Parallel compression
Compressing files is very CPU intensive; pigz
and pbzip2
are still very handy, and tar
works very well with external utilities. We can alter the archival command for the /db
directory from the previous commands with the -I
flag to choose our own compression program, as shown in the following command:
$> tar -c -I pigz -f backup.tar.gz /db
Alternatively, since pigz
can take parameters for choosing the number of threads, or because certain versions of tar
don't support the -I
flag, we can send the output of tar
to pigz
instead by using the following command:
$> tar -c /db | pigz -p 4 > backup.tar.gz
Unlike pg_basebackup
, these tar
commands work with complex databases that make extensive use of tablespaces. Each tablespace can be handled separately and compressed in parallel, drastically reducing compression time.
Some may argue that pg_basebackup
does support tablespaces, and it does create .tar.gz
files for every user-created tablespace in the database along with base.tar.gz
. However, the tar
output format of this tool will not stream to standard output if there are user-created tablespaces. This means that our trick of capturing the stream with pigz
would not work in such advanced systems. Hence, we used tar
in this example.
Making a tar backup standby-ready
With PostgreSQL, a database in standby or streaming mode will not have its own transaction logs while recovery is in progress, since it uses some other source of archived transaction logs to apply changes to the database. This means that backing these files up is often excessive. Remember, we mentioned that pg_basebackup
omits them by default for similar reasons. Thankfully, tar
can also exclude them, or any other paths. Again, we will modify the /db
backup command as follows:
$> tar -c -z -f backup.tar.gz --exclude=pg_xlog /db
Now, if the backup.tar.gz
file is uncompressed, it can only be used for standby or streaming replication.
Backing up tablespaces
We keep talking about tablespaces, but how do we handle them? PostgreSQL tablespaces reside in the pg_tblspc
subdirectory of the database
instance. To back these up separately, we want to tell tar
to ignore them using the following command:
$> tar -c -z -f backup.tar.gz --exclude=pg_tblspc /db
Now we can back up all of the tablespaces that live in that directory. Something like the following bash snippet could do the job nicely:
for f in $(find /db/pg_tblspc); do d=$(readlink -f $f) n=$(basename $f) tar -czf /backup/$n.tar.gz -C $d . done
Each tablespace will be compressed in a separate file named after its database object identifier. Incidentally, this is exactly what pg_basebackup
would do. But we can alter any of these commands as much as we desire. For instance, to introduce parallel compression we can use the following shell code:
for f in $(find /db/pg_tblspc); do d=$(readlink -f $f) n=$(basename $f) tar -C $d . -c | pigz -p 8 > /backup/$n.tar.gz done
Now we can do something pg_basebackup
can't, and use parallel compression on all tablespaces in the database instead of just the default compression. That is just one example of what we can modify within the backup process itself. It is a bit more work, but scripts can automate most or all of these extra steps.
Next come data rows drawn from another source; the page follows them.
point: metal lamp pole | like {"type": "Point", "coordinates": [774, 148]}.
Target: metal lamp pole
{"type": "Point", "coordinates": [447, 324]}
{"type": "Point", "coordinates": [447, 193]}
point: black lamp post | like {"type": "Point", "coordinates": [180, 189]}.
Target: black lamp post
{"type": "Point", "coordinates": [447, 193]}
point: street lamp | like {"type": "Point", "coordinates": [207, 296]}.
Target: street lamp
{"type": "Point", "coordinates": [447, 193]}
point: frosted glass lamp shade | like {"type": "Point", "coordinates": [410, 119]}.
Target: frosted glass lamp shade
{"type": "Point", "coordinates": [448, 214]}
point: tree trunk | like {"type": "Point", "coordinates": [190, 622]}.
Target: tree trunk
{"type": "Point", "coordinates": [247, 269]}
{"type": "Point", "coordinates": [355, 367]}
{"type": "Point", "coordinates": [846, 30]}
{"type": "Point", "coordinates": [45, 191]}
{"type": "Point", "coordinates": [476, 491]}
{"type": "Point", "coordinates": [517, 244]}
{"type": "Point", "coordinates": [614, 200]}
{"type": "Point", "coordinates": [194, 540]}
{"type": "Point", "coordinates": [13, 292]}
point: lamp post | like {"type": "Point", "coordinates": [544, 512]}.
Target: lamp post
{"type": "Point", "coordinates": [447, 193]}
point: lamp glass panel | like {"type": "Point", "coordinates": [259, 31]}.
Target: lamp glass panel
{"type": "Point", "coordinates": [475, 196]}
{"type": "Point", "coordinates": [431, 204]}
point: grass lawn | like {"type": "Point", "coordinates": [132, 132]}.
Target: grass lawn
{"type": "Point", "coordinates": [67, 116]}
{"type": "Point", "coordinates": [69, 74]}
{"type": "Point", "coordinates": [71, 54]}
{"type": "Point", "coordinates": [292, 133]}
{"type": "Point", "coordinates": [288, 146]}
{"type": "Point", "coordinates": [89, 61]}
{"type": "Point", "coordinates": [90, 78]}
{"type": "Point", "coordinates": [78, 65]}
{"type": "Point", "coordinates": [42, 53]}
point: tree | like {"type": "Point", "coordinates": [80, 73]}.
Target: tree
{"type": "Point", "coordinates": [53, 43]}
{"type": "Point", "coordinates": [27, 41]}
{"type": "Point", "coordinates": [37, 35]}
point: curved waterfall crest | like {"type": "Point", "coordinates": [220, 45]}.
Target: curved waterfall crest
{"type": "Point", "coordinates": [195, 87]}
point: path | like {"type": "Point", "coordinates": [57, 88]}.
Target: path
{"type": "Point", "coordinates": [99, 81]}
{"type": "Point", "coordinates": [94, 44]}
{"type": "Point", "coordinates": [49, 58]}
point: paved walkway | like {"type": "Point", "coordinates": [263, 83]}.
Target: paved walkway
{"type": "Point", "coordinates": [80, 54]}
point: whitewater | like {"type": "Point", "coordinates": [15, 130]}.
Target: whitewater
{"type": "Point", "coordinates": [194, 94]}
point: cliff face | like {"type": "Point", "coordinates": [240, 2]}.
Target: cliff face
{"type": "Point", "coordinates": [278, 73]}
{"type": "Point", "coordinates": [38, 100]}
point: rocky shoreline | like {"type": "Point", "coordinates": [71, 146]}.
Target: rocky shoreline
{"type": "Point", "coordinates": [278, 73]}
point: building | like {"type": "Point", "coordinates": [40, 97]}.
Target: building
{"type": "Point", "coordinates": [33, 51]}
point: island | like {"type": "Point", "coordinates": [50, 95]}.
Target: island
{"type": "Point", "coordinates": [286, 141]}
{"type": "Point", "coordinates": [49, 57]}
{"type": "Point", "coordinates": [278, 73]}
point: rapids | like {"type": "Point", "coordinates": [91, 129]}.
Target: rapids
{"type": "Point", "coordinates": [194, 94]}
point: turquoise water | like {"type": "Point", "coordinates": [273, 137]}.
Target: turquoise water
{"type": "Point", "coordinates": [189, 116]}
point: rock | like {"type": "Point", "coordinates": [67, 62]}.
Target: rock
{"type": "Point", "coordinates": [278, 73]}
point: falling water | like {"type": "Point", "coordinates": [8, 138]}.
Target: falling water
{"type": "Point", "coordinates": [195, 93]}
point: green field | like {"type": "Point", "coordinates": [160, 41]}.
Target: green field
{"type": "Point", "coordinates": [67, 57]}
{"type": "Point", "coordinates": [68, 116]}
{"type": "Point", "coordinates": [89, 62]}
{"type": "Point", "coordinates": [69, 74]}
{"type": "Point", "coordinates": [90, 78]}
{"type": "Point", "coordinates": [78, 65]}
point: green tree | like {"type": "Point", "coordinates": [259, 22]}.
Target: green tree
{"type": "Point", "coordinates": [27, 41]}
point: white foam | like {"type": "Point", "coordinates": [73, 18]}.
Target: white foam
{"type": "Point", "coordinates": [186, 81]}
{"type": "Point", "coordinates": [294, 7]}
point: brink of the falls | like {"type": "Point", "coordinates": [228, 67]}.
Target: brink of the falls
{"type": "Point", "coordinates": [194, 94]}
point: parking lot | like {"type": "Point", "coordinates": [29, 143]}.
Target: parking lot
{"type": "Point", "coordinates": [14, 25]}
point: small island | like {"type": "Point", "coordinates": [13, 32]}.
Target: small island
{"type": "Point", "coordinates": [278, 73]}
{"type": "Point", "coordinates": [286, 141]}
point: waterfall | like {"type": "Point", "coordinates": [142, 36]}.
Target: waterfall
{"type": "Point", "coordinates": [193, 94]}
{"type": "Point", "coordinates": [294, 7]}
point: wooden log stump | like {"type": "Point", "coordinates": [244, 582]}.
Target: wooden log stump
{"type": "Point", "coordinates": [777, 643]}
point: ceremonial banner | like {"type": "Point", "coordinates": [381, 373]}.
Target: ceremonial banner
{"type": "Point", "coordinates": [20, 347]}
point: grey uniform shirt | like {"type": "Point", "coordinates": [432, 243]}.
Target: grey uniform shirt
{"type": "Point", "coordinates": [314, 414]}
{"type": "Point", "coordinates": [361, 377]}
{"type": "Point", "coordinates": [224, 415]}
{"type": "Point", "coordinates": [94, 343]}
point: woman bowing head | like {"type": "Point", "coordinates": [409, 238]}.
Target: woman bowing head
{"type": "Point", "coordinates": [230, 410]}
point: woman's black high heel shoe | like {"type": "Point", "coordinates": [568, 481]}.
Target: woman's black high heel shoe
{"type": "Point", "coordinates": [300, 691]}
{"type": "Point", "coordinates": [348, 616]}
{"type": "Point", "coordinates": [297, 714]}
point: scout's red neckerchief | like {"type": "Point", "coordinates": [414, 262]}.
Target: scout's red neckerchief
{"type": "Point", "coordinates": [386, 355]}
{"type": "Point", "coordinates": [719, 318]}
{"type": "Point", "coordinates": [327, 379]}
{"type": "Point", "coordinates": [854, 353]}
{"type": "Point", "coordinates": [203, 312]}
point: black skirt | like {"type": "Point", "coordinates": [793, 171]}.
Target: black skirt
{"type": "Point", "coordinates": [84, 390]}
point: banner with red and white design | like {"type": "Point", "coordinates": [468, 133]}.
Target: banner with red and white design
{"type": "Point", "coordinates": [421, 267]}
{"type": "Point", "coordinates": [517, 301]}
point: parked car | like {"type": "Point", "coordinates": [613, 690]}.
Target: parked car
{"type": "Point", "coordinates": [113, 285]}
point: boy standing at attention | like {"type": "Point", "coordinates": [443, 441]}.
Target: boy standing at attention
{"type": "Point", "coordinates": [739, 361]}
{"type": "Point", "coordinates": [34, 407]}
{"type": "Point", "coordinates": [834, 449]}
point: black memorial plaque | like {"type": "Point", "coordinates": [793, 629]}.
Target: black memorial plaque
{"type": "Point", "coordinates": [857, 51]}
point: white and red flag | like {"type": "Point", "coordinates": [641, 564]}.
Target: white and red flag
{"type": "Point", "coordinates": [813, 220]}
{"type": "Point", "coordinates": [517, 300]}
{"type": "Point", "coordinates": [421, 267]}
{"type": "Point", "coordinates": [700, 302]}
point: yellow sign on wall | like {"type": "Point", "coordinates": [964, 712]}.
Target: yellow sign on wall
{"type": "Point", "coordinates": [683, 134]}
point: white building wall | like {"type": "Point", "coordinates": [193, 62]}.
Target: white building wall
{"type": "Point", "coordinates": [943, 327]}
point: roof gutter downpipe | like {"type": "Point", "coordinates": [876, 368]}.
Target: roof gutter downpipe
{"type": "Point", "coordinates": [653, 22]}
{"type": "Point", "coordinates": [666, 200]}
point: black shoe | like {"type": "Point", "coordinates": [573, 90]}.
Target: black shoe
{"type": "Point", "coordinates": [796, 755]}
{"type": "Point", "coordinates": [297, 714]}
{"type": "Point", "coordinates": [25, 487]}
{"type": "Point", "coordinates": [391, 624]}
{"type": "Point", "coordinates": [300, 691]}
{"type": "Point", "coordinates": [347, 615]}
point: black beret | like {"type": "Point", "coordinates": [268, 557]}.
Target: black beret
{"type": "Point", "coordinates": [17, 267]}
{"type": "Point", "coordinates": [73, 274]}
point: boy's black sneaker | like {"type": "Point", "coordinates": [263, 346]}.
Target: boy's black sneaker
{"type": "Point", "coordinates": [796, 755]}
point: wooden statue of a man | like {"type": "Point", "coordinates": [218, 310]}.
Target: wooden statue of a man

Backing up archived transaction logs
Since our database is in archive
mode, it may be producing archived transaction logs at a precipitous rate. If we want to do point in time recovery (PITR) or certain types of database standby, it is generally a good idea to preserve these to tape as well. For example, if executed at midnight, the following snippet of bash would compress the previous day's archived logs:
find /archive/ -type f -name '0000*' -mtime +0 ! \ -printf '%f\n' >> /archive/MANIFEST tar -C /archive/ --files-from=/archive/MANIFEST -c -I pigz \ -f /backup/axlog.$(date -d '-1 day' +"%Y-%m-%d").tar.gz find /archive/ -type f -name '0000*' -mtime +0 -delete
Now these backup files can be stored elsewhere for PITR restores. For very important databases, being able to use old backup files and transaction logs means that the database can be restored to any previous time since its creation. Always be sure to have access to old archive logs if this is a desired option.